The Monthly Expectations Survey of Economic Analysts for July anticipates that the Board of Directors of the Bank of the Republic will approve a new increase in the interest rate, up to 12.5%, in its meeting on July 31. Experts believe this will be the last increase of the monetary tightening cycle.
The economic analysts consulted by the Bank of the Republic foresee that in the upcoming meeting of the Board of Directors, on July 31, a rise in the monetary policy interest rate to 12.5% will be approved. According to the Monthly Expectations Survey of Economic Analysts for July, this increase would be the last of the tightening cycle, as the rate would remain at this level until the end of 2026.
End of the cycle of increases
Those surveyed project that the interest rate will close the year at 12.5%, with no new increases after July. Starting in early 2027, it would begin to gradually decrease, reaching 10.75% by December 2027. This outlook reflects analysts' confidence that inflation will start to ease, allowing a shift in monetary policy.
The Bank of the Republic has been raising rates since 2025 to contain rising prices. With this new increase, the rate would accumulate a rise of 2.5 percentage points since the beginning of the cycle, which started from 10%.
Inflation rises and delays convergence
The survey also adjusted its inflation forecasts upwards. For the end of 2026, analysts expect inflation of 6.61%, compared to the 6.48% projected in the previous survey. This rise has been reflected in recent data: Dane reported that the year-on-year inflation for June stood at 6.14%, up from 4.82% in June 2025. This is the first record above 6% in 22 months.
Long-term expectations also remain high. Analysts estimate that inflation will converge to the target range (2%-4%) only in 2031, in five years. By December 2027, the expected inflation is 4.95%, still above the upper limit of the target range. Over a 24-month horizon, expected inflation is at 4.07%, nearing the target, while at 60 months it would stabilise at 3.32%, in line with the 3% goal.
Impact on businesses and consumers
For businesses and households, this rate increase implies a rise in credit costs.
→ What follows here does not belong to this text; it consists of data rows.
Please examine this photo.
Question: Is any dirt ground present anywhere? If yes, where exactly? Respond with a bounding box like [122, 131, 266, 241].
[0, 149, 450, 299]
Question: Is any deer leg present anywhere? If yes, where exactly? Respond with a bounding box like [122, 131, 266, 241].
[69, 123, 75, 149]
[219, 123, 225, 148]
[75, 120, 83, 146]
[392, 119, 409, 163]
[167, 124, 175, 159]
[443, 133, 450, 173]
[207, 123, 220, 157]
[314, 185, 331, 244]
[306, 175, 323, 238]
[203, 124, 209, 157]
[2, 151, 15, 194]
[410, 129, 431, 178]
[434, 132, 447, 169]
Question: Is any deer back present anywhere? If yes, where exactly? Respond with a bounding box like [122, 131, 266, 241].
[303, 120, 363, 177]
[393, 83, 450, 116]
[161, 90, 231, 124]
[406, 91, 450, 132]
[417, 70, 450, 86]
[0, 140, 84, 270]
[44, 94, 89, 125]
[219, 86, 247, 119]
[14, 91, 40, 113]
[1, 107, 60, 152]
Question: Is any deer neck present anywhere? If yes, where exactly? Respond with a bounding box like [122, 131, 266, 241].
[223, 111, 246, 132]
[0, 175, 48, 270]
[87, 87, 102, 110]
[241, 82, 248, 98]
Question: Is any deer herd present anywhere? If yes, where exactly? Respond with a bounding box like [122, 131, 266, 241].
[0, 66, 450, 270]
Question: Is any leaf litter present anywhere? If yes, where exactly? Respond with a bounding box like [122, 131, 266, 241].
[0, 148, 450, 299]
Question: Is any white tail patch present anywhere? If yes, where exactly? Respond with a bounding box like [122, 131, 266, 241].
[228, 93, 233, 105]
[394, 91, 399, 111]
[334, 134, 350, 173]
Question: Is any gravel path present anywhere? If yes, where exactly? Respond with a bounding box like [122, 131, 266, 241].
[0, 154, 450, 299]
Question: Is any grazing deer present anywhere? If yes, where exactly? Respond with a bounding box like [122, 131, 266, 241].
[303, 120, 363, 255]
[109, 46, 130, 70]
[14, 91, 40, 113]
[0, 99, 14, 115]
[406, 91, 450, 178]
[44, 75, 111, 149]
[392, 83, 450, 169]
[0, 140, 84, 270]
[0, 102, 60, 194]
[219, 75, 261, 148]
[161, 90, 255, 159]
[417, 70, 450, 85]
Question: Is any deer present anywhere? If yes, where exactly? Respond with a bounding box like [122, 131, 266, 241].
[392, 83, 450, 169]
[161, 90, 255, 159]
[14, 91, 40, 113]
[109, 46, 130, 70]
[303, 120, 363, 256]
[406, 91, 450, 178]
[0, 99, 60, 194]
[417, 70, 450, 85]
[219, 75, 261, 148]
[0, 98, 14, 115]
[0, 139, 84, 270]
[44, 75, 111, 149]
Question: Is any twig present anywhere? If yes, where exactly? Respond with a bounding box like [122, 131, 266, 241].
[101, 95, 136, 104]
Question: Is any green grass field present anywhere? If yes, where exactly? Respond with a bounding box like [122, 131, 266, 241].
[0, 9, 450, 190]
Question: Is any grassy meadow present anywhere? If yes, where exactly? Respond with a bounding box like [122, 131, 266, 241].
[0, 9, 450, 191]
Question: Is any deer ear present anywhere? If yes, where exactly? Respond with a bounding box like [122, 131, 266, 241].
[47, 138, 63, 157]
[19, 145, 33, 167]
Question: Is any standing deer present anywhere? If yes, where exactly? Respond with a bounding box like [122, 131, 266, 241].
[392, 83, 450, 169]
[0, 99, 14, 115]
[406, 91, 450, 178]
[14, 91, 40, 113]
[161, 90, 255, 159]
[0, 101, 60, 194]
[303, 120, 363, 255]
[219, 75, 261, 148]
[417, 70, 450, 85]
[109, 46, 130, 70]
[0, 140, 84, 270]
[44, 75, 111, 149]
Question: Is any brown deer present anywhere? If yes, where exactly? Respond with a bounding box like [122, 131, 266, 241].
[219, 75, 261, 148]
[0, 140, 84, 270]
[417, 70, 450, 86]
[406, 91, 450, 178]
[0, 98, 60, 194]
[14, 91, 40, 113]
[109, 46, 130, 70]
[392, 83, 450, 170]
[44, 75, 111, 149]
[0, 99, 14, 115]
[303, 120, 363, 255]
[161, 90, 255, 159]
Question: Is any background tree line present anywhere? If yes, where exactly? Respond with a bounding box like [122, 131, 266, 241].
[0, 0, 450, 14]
Mortgage loans, consumer credit, and business financing will see their costs increase, which may slow down investment and consumption. However, the end of the cycle of increases offers some certainty: once the rate peaks in July, rates could stabilise before starting to decrease in 2027.
Analysts recommend that businesses review their debt structures and consider taking out interest rate hedges to protect against volatility. For consumers, it may be a good time to lock in rates on mortgages before rates continue to rise, although the expectation is that they will not do so beyond July.
According to the Monthly Expectations Survey, "the monetary policy interest rate would rise to 12.5% in July and remain at that level until the end of the year," indicating that the upward cycle is nearing its end.
The next meeting of the Board of Directors of the Bank of the Republic will be on July 31. Markets will be attentive to the decision and signals regarding the future path of rates. If the last increase is confirmed, the focus will shift to the speed at which inflation will allow for cuts to begin in 2027.